Paradoxerweise wollte der damalige SPÖ-Chef Alfred Gusenbauer sogar das "Nulldefizit“ - über das sich er und seine Parteifreunde gar nicht genug empören oder auch mokieren konnten - in die Verfassung schreiben lassen. Aber Gusenbauer war natürlich intelligent genug, um das Richtige und Notwendige zu erkennen (nur scheute er die Mühen der politischen Umsetzungsebenen). Möglicherweise wollte er sich damit ja für den Fall seiner Kanzlerschaft gegen den Hang zur "realsozialistischen Wiederbetätigung“ (© Erwin Zankel, Kleine Zeitung) vieler seiner Parteifreunde absichern.

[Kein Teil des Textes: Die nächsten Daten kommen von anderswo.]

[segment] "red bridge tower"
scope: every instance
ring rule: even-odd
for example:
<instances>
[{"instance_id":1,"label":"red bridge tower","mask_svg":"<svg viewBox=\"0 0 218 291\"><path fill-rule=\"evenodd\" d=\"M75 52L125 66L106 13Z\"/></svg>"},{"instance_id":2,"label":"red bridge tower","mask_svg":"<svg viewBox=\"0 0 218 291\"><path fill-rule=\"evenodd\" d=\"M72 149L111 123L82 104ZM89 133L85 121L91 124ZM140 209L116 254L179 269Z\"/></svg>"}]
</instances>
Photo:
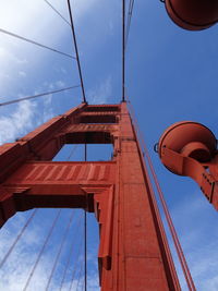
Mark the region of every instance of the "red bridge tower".
<instances>
[{"instance_id":1,"label":"red bridge tower","mask_svg":"<svg viewBox=\"0 0 218 291\"><path fill-rule=\"evenodd\" d=\"M64 144L109 143L109 161L52 161ZM125 102L81 104L0 147L1 226L36 207L95 211L101 290L181 290Z\"/></svg>"}]
</instances>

Nur eine symbolische Geste

Dennoch ist es prinzipiell zu hinterfragen, ob alles, was sinnvoll und richtig ist, auch schon in den Verfassungsstein gemeißelt werden soll. Das gilt auch für die aktuelle Diskussion um die "Schuldenbremse“. Ihr haftet ja etwas Skurriles an. Es ist so wie mit jemandem, der erkennt, dass er weniger Geld ausgeben oder weniger trinken und essen sollte, und das umständlich und weitschweifig festschreibt, statt dass er stante pede einfach damit beginnt. "Ja morgen, morgen, fang’ ich ein neues Leben an!“ heißt das in der Sprache des Austropop …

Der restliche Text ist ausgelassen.